Cee Posted February 19, 2011 Posted February 19, 2011 Do your best effort not to get sucked in by gossip and drama surrounding your ex. It's best to remember that you are no longer connected and his life is not your business. I got sucked into drama around my ex because he relapsed on drugs, got in trouble with the law, and then he got paid to marry a woman for her green card. Yes, my ex remarried a woman from Russia. By the time that happened, I didn't care and wanted nothing to do with him ever again. If he died of an OD, sure I'd be sad, but the healthiest thing I could do for myself and him is to live my life well. Take it from me, you will stop caring once you realize your life has become pretty great without him. Sure, you are having feelings and are upset, but try not to run around and gossip and worry. Instead, leave him for dead and move on. If he is using drugs, this is not a battle you should try to wage. You'll end up a bloody mess on the battlefield.
susanfollows Posted February 19, 2011 Posted February 19, 2011 I'm sorry to tell you this but from my experience when this happens the relationships usually do WORK. I've seen lots of friends and family get into similar situations and I seriously can't believe that it did work, but it can. I'm not saying this one is perfect but they'll get to know more about eachother and seriously what girl wouldn't want to move into a house rent free, all she has to do is be his gf, etc. Sounds like she has alot of reasons to stay and very few reasons to leave right now. Try showing up there at his house and seeing her for yourself, call him out on it right then an there if you want him back.
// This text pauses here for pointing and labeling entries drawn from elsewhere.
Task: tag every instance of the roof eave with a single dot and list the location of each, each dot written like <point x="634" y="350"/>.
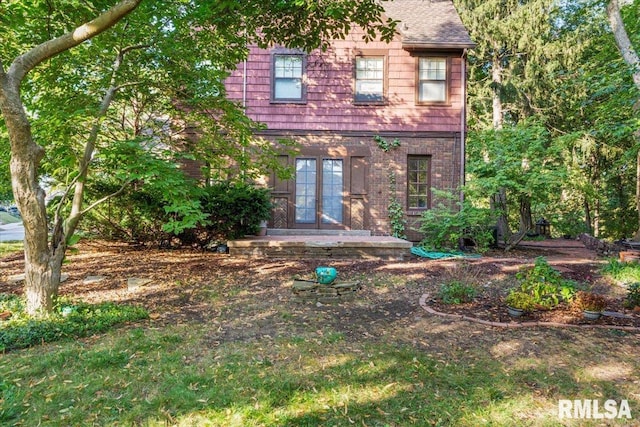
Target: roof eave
<point x="442" y="46"/>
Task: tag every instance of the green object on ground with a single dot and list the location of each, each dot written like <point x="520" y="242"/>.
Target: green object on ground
<point x="6" y="218"/>
<point x="326" y="275"/>
<point x="424" y="253"/>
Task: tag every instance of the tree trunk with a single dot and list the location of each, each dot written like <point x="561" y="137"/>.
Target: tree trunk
<point x="526" y="221"/>
<point x="637" y="235"/>
<point x="43" y="261"/>
<point x="499" y="205"/>
<point x="587" y="216"/>
<point x="630" y="56"/>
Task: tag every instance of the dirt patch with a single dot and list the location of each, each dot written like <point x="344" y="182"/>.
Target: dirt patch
<point x="241" y="299"/>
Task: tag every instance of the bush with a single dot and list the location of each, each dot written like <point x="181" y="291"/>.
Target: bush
<point x="67" y="321"/>
<point x="445" y="226"/>
<point x="545" y="284"/>
<point x="235" y="210"/>
<point x="521" y="300"/>
<point x="632" y="299"/>
<point x="625" y="272"/>
<point x="589" y="301"/>
<point x="456" y="292"/>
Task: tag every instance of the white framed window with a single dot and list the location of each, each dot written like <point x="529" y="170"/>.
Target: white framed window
<point x="433" y="78"/>
<point x="287" y="82"/>
<point x="369" y="79"/>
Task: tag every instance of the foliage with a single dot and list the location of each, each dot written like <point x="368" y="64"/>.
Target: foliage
<point x="545" y="284"/>
<point x="384" y="144"/>
<point x="519" y="160"/>
<point x="521" y="300"/>
<point x="622" y="272"/>
<point x="6" y="194"/>
<point x="235" y="209"/>
<point x="151" y="77"/>
<point x="444" y="226"/>
<point x="69" y="320"/>
<point x="10" y="247"/>
<point x="457" y="292"/>
<point x="632" y="299"/>
<point x="589" y="301"/>
<point x="222" y="211"/>
<point x="396" y="211"/>
<point x="556" y="62"/>
<point x="153" y="196"/>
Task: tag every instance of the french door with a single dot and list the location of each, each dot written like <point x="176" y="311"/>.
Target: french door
<point x="319" y="193"/>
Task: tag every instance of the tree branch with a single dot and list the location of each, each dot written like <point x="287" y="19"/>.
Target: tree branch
<point x="622" y="40"/>
<point x="28" y="61"/>
<point x="107" y="197"/>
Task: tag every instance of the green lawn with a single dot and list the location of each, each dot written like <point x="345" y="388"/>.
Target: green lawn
<point x="227" y="346"/>
<point x="178" y="376"/>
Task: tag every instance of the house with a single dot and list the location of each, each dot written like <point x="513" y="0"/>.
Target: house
<point x="376" y="122"/>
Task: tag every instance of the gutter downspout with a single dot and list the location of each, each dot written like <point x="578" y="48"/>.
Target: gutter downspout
<point x="463" y="123"/>
<point x="244" y="84"/>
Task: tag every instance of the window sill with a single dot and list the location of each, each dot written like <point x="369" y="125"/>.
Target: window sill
<point x="288" y="101"/>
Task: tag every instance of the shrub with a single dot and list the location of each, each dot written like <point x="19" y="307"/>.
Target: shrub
<point x="445" y="226"/>
<point x="234" y="209"/>
<point x="545" y="284"/>
<point x="589" y="301"/>
<point x="67" y="321"/>
<point x="633" y="296"/>
<point x="457" y="292"/>
<point x="521" y="300"/>
<point x="625" y="272"/>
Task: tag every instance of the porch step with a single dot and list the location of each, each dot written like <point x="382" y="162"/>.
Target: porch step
<point x="315" y="246"/>
<point x="315" y="232"/>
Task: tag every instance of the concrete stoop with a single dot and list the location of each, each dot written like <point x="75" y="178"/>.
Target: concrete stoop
<point x="309" y="246"/>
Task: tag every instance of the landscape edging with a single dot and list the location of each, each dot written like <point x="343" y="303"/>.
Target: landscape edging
<point x="423" y="304"/>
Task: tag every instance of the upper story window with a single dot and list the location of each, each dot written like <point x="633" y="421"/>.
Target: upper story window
<point x="287" y="78"/>
<point x="433" y="80"/>
<point x="370" y="77"/>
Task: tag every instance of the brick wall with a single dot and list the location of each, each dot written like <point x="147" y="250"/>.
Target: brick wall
<point x="444" y="152"/>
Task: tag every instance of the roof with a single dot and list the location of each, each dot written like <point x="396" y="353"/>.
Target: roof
<point x="428" y="24"/>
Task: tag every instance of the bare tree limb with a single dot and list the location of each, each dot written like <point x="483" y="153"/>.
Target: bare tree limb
<point x="107" y="197"/>
<point x="26" y="62"/>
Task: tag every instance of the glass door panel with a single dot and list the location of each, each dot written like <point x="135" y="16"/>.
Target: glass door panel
<point x="305" y="200"/>
<point x="332" y="184"/>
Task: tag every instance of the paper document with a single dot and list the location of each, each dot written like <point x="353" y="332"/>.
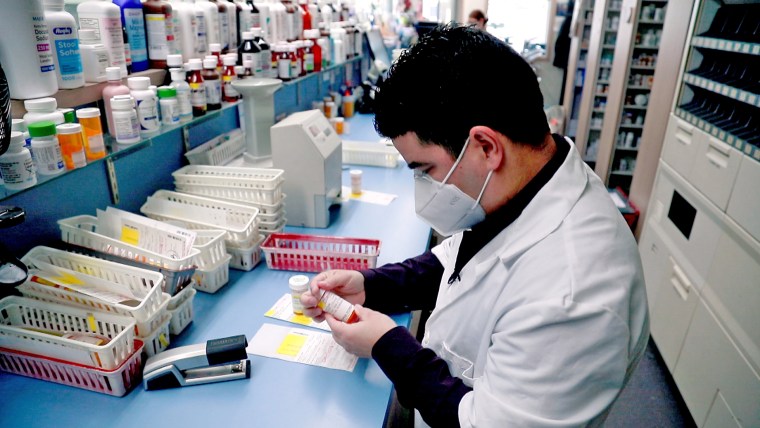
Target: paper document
<point x="369" y="196"/>
<point x="301" y="346"/>
<point x="283" y="310"/>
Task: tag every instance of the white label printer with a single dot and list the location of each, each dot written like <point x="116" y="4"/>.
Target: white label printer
<point x="309" y="150"/>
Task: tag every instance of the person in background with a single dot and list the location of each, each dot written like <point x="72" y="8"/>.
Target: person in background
<point x="478" y="19"/>
<point x="539" y="309"/>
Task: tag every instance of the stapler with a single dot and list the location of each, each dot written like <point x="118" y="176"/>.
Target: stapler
<point x="217" y="360"/>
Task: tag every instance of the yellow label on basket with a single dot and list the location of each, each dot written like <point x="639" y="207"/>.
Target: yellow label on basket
<point x="67" y="279"/>
<point x="130" y="235"/>
<point x="91" y="322"/>
<point x="292" y="344"/>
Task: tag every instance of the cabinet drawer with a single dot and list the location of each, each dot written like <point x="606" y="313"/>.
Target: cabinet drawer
<point x="675" y="299"/>
<point x="710" y="362"/>
<point x="714" y="173"/>
<point x="682" y="142"/>
<point x="688" y="220"/>
<point x="744" y="204"/>
<point x="732" y="289"/>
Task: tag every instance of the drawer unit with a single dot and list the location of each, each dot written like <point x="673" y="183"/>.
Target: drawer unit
<point x="715" y="167"/>
<point x="710" y="363"/>
<point x="682" y="142"/>
<point x="744" y="204"/>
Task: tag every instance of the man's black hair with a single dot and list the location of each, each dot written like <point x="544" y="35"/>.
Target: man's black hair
<point x="455" y="78"/>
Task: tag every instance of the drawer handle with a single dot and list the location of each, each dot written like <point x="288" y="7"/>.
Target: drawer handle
<point x="680" y="281"/>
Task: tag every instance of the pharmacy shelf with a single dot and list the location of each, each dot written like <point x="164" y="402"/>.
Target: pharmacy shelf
<point x="88" y="94"/>
<point x="726" y="45"/>
<point x="117" y="151"/>
<point x="734" y="141"/>
<point x="725" y="90"/>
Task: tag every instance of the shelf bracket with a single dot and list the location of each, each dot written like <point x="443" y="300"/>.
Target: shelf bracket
<point x="112" y="183"/>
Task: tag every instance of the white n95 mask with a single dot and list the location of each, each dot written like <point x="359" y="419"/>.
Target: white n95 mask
<point x="444" y="206"/>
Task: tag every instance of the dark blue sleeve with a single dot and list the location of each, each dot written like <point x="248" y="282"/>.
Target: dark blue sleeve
<point x="422" y="380"/>
<point x="404" y="287"/>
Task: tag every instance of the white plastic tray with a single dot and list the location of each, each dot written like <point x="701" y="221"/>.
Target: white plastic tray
<point x="215" y="277"/>
<point x="219" y="150"/>
<point x="144" y="284"/>
<point x="197" y="212"/>
<point x="23" y="319"/>
<point x="82" y="231"/>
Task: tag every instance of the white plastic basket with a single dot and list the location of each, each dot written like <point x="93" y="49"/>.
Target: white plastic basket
<point x="245" y="258"/>
<point x="158" y="340"/>
<point x="22" y="321"/>
<point x="197" y="212"/>
<point x="182" y="313"/>
<point x="373" y="154"/>
<point x="219" y="150"/>
<point x="82" y="231"/>
<point x="215" y="277"/>
<point x="210" y="244"/>
<point x="116" y="382"/>
<point x="144" y="284"/>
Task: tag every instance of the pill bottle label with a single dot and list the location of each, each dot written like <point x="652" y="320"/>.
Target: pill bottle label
<point x="147" y="114"/>
<point x="213" y="91"/>
<point x="135" y="24"/>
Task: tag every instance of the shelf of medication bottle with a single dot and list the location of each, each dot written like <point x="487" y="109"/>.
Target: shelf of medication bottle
<point x="324" y="71"/>
<point x="87" y="94"/>
<point x="730" y="139"/>
<point x="116" y="151"/>
<point x="725" y="90"/>
<point x="726" y="45"/>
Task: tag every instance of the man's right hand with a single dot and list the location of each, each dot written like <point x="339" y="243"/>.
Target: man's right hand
<point x="348" y="284"/>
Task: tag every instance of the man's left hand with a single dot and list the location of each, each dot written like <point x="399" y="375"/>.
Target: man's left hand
<point x="359" y="338"/>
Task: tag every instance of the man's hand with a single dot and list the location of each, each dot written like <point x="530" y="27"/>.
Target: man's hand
<point x="348" y="284"/>
<point x="358" y="338"/>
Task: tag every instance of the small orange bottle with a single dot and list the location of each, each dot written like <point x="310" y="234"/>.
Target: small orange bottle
<point x="72" y="145"/>
<point x="92" y="131"/>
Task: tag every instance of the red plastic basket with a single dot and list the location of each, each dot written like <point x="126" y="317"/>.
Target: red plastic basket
<point x="115" y="382"/>
<point x="312" y="253"/>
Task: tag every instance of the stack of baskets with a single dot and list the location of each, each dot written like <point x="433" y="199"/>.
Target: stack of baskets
<point x="245" y="188"/>
<point x="82" y="233"/>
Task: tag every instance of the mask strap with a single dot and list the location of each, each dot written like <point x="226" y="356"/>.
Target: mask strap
<point x="461" y="155"/>
<point x="483" y="190"/>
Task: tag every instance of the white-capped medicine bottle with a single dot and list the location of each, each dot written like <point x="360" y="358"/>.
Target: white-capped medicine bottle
<point x="94" y="57"/>
<point x="41" y="109"/>
<point x="183" y="94"/>
<point x="105" y="18"/>
<point x="47" y="151"/>
<point x="298" y="284"/>
<point x="169" y="107"/>
<point x="146" y="104"/>
<point x="16" y="165"/>
<point x="65" y="43"/>
<point x="28" y="58"/>
<point x="338" y="307"/>
<point x="126" y="125"/>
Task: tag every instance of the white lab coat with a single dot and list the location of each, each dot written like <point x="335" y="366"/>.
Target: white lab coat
<point x="550" y="318"/>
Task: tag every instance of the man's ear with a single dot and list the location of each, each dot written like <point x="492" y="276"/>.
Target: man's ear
<point x="490" y="143"/>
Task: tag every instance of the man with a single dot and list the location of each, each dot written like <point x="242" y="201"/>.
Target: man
<point x="539" y="308"/>
<point x="478" y="19"/>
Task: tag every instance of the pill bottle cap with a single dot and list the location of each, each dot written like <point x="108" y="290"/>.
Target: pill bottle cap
<point x="69" y="128"/>
<point x="41" y="104"/>
<point x="42" y="129"/>
<point x="84" y="113"/>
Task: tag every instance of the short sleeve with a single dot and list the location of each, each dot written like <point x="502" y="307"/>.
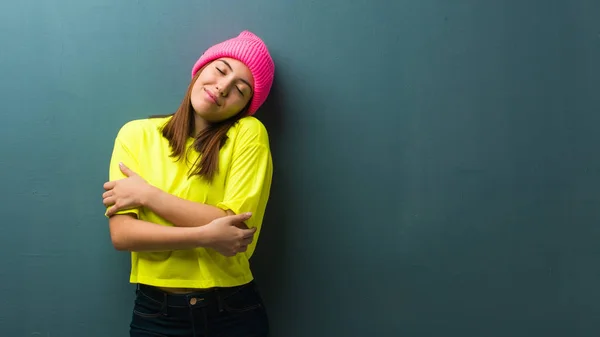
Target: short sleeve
<point x="122" y="153"/>
<point x="248" y="182"/>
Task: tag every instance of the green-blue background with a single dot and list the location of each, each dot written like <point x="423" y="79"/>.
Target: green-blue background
<point x="437" y="171"/>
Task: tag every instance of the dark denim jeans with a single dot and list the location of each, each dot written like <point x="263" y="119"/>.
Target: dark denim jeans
<point x="222" y="312"/>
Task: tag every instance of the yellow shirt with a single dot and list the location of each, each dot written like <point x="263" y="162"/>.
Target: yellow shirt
<point x="242" y="184"/>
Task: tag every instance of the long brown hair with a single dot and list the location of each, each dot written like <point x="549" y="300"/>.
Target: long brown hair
<point x="208" y="142"/>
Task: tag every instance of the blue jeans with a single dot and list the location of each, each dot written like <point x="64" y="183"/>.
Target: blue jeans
<point x="221" y="312"/>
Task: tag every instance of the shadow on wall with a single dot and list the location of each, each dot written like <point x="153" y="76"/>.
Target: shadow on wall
<point x="268" y="259"/>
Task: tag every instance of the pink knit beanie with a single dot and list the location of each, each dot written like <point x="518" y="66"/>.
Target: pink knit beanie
<point x="252" y="51"/>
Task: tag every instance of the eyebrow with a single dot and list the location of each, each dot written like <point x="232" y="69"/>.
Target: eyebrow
<point x="241" y="79"/>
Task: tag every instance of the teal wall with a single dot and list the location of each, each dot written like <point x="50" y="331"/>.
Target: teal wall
<point x="437" y="171"/>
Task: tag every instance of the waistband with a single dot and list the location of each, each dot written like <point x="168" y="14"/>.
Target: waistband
<point x="196" y="298"/>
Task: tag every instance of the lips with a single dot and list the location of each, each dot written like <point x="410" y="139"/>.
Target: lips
<point x="212" y="97"/>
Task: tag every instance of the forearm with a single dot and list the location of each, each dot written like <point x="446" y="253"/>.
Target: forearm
<point x="181" y="212"/>
<point x="128" y="233"/>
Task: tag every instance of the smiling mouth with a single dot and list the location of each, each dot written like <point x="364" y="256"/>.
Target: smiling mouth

Author Confused728 Posted February 19, 2011 Author Posted February 19, 2011 I'm really heartsick over this whole thing. I expected him to have a gf but never an engagement so quickly to someone he has known less than 6 months and engaged only after 3! Susan, I don't think it would be right of me to show up at his house and interfere I dont think it would do any good. And I'm assuming i would be rejected by him. If he is engaged there must be a reason for it and i doubt my presence would stop that. I keep questioning where i went wrong.. Maybe i was to stubborn.. maybe it wasn't meant to be.. Maybe he never liked me. Also I used to tell him he was 36 and needed to grow up and settle down. I think after I left him he missed being in in a relationship. He did say this to me last April that being single wasn't what he thought it was going to be. We started talking again but he did something that annoyed me and we kinda of stopped talking again and tried to meet up a few times but it never happened cause i just felt he wanted to be friends.. If he did want me back he never came out and said it specifically not did i for that matter. But now its really tough! I have been depressed and in bed all day. Its really not good and i dont know what to do. I need any advice i can get.